John Mole, St Albans



Long Ago

and Far Away


is the song that chooses me

this morning,


its melody’s

harmonious journey


crossing the horizon

between then and now.


Such titles summon up

a distant landscape


then mark the heart’s arrival

close to home


as do the lyrics of another song

we used to smile along with;


Such Foolish Things

Remind Me of You.


Mary’s Projects Mostly

Mary Hildyard, Bristol

In our Summer walks in Bristol we were surprised to find so many green spaces. In addition to the Downs, Ashton Court and Leigh Woods - all almost on our doorstep - we discovered dozens of parks new to us. Now we are doing Autumn into Winter walks and trying to get out earlier in the day for the good light when possible. So we are investigating Bristol’s open markets, planning to arrive about 1 pm in time for lunch. Again we are finding there are more markets than we knew of - the Thursday Market at Temple Quay for instance. According to Google this market is one of the ten best in Europe. Hmmmm, this must be pre-Covid as when we arrived there were only five stalls and three of those were closing shop. So we were left with pizza or “The Spanish Brothers - one a genius, one a fantastic cook”. We could only see one brother so we asked which was he. “No genius would stand here cooking in the cold” he replied. He definitely was the fantastic cook: delicious, overflowing sandwiches.
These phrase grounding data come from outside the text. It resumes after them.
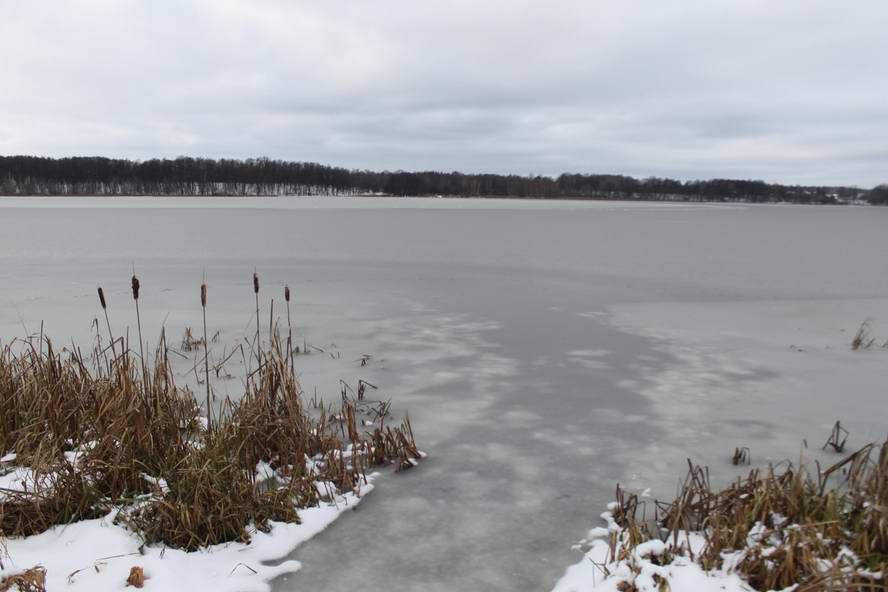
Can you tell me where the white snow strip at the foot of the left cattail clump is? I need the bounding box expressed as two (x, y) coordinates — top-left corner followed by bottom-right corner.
(0, 474), (376, 592)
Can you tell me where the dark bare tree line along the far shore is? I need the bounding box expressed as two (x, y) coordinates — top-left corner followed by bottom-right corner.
(0, 156), (888, 205)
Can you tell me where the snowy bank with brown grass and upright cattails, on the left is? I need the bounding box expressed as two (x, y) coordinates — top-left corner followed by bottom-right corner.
(0, 276), (423, 590)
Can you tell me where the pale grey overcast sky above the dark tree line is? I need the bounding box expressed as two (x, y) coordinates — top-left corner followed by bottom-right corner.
(0, 0), (888, 187)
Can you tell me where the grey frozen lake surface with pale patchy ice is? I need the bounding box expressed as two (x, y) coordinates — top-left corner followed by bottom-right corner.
(0, 198), (888, 592)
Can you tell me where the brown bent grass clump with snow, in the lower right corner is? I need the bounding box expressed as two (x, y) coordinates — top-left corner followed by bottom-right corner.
(610, 441), (888, 591)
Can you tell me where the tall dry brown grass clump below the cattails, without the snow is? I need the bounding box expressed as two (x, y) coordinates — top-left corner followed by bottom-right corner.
(0, 280), (420, 550)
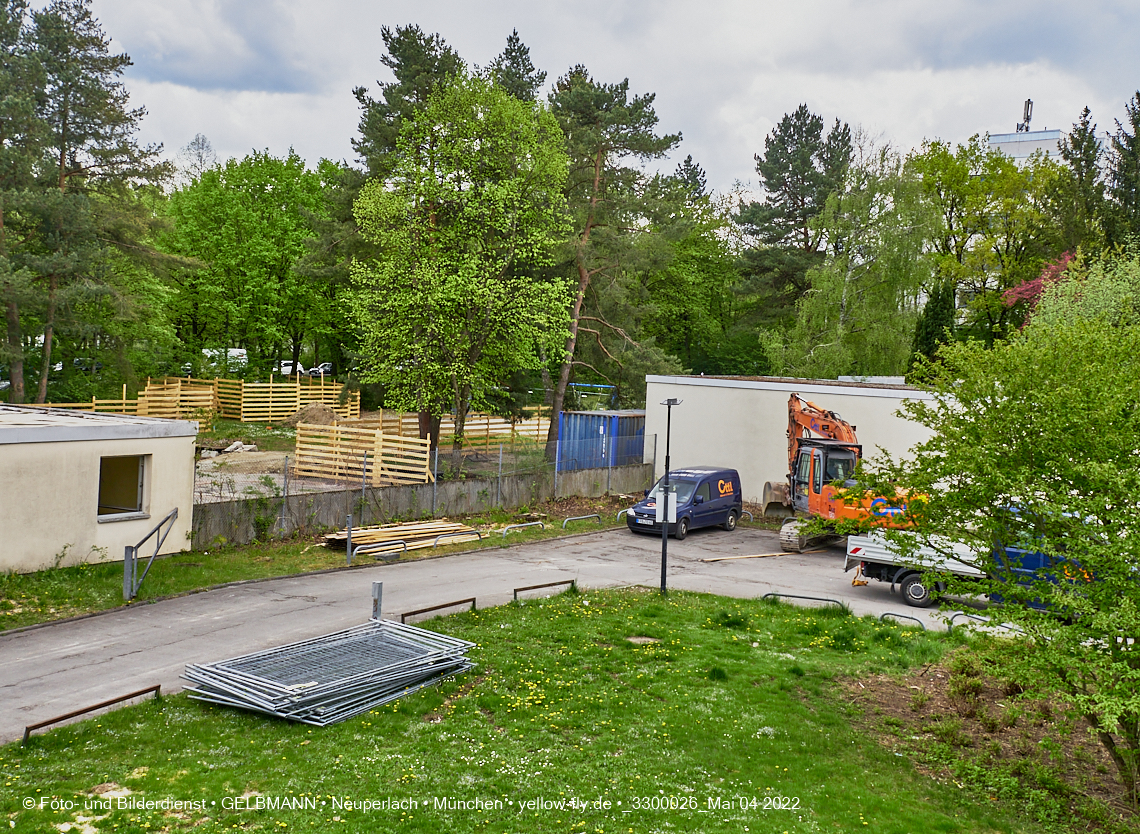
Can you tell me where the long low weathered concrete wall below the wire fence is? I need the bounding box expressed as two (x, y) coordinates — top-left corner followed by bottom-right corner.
(186, 465), (653, 546)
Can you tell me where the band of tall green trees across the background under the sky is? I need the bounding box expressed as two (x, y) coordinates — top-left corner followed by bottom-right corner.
(0, 0), (1140, 448)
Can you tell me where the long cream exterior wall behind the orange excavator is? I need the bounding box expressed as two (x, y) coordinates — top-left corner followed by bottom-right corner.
(645, 376), (930, 502)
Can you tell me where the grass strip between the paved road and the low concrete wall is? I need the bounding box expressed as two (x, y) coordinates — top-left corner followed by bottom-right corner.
(0, 498), (642, 631)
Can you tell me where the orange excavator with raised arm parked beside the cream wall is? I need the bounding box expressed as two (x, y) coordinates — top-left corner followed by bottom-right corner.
(765, 394), (904, 553)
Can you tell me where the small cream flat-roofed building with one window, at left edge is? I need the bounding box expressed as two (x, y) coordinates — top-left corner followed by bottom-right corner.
(0, 404), (197, 572)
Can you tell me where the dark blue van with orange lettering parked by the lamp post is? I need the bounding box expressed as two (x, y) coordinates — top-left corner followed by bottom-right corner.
(626, 466), (744, 540)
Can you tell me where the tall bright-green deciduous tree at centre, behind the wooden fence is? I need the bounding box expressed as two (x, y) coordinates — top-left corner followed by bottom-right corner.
(353, 70), (569, 466)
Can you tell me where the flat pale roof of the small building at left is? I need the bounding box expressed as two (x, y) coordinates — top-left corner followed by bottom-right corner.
(0, 404), (198, 445)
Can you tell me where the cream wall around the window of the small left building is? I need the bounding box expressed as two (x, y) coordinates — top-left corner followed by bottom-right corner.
(0, 436), (194, 572)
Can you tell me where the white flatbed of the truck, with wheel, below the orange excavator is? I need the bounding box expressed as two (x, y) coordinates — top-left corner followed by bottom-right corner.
(844, 533), (985, 608)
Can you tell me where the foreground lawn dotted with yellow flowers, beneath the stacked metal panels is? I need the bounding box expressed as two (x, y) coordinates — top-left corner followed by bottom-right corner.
(0, 590), (1112, 834)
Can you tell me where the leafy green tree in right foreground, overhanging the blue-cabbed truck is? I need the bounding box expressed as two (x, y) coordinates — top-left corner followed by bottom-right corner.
(871, 317), (1140, 802)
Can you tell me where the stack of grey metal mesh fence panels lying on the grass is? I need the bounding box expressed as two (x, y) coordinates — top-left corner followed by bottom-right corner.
(182, 620), (474, 727)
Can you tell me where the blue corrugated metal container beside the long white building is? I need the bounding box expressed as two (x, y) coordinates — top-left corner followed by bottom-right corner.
(559, 410), (645, 472)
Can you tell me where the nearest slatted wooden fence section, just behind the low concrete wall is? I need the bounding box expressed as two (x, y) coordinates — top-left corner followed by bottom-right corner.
(293, 423), (432, 487)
We are saving St Nicholas Market for a future Wednesday but on Sunday we walked to Southville to the Tobacco Factory Market. In addition to fresh, ready to eat, food stalls, there were artisanal cheeses and breads for sale, marmalades and chutneys plus Italian pastries. It was busy, we wore masks. But, we had lunch, ordered from a stall and then taken to an eating area where a rather officious, but very efficient, a woman thoroughly cleaned every table that emptied with sanitizer. She asked everyone eating there to write their name and mobile number on a clipboard for “track and trace”. The lunch was warm and tasty and the cappuccino was the best I have had since February.